Friday, November 29, 2013

"May God grant me the gift to know how others see me?"



                   I believe this is the point I must reveal a mystery of truth hidden in plain sight. I'm talking about shared vision. Inter Sensory Perception. In this bittersweet melancholy of living joy we find each other. We seek to bond, to recognize and be recognized. It is as much of a mystery to me that I don't feel that separation and loneliness that most claim to suffer. I suspect my work is to blame. I myself need to have both the contact of others and the interpersonal space. When I speak of my own personal loneliness I just mean isolation. As a misunderstood medium, I am never actually really alone. Much as touch therapy has greatly improved my life and given me a shared reality, I live in a world with the constant awareness of other peoples pains and difficulties. One of my professional massage buddies has taken on the gift of working with the terminally ill. This has been most challenging for him, (and I must confess I am so proud,) as the burden on his heart has required his willing acceptance.

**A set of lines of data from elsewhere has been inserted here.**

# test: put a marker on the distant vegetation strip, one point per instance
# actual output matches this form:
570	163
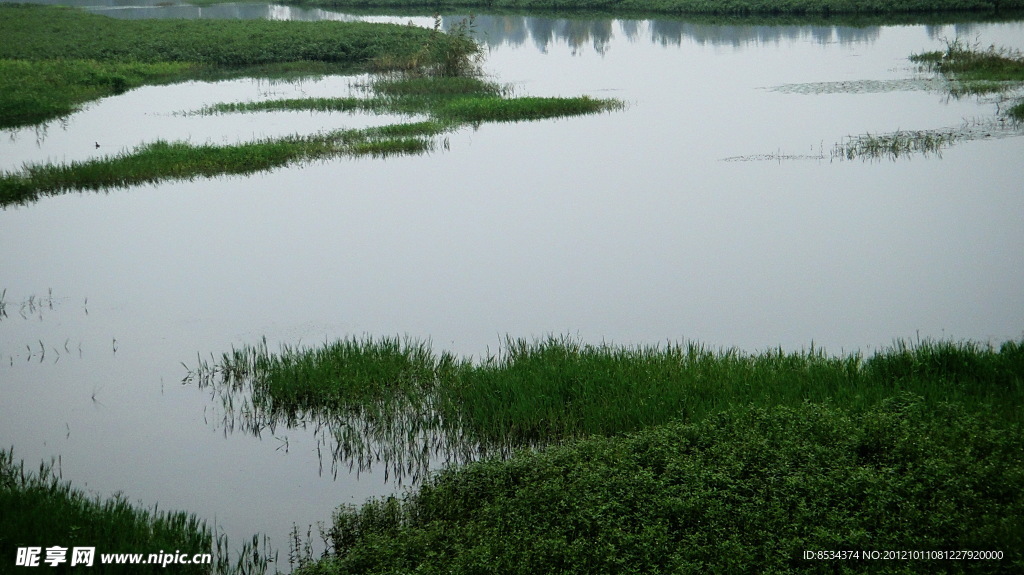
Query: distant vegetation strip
745	490
449	101
41	510
978	71
52	59
733	7
557	389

                   There is a Chinese touch therapy called "SHEN." Using my body's natural polarities, I place my hands on both sides of an effected emotional center, thus closing the circuits broken by traumatic physical and emotional pain. This opens the capillaries and releases chronic tensions. When we help each other to release pain, there are often healing tears. My sanity emerged from an otherwise incurable disability. Through shedding pain I am transformed into the man I have had the privilege to become. This is my new anchor in this storm of worlds in conflict and chaos. How strange is this wounded healer that we may be able to become.

                   I personally believe that when most people go to the mirror, they see the same person looking back at them day after day, (Sometimes I wonder if it is harder to forget pain than it is to remember peace or happiness.) Most are not aware of becoming better people or at least people do not see themselves changing as time performs it's miracles of transformation. Even those of us who have taken on the mantle of "Guide" are sometimes blind to ourselves when it comes to the differences between the way we see ourselves and the truth of what others can see. I'm not suggesting we should willingly turn over control of what we see of ourselves to others. I'm just pointing out that the first casualty of egotism and defensiveness is our receptivity and openness to others. And if and when we are so inclined to take on that responsibility for communicating, would we not do best to understand that field of influence generated by our unique and distinctive voice, as it is perceived by others? "We have two ears, but only one mouth," as my massage pal says. Listen twice, speak once?

                  As faith and necessity demands, selfishness is a self limiting proposition. No where in human relations is the issue of cooperation more central than in the case of intimacy. As professional sensitives and intuitive's, we require a level of honesty and trustworthiness of ourselves that is required because of our advanced intimacy skills. Teachers, trainers, therapists, readers, all of us have this ethical responsibility for understanding and respecting the human limitations of ourselves and others. Otherwise the faith that others have in us would be based on falsehoods and lies. I want to be deserving of the trust others bestow on me.

                 Again I'm not saying that we allow ourselves to be bullied by awareness of other peoples criticism, I'm just pointing out that the way into this new frontier of shared "Inter Sensory Perceptions" is through a "Void of Uncertainty." Even if when I know what someone may be feeling, (Physio Emotional Field) it is wrong for me to assume that I know why. We are that mystery, in ourselves and with each other.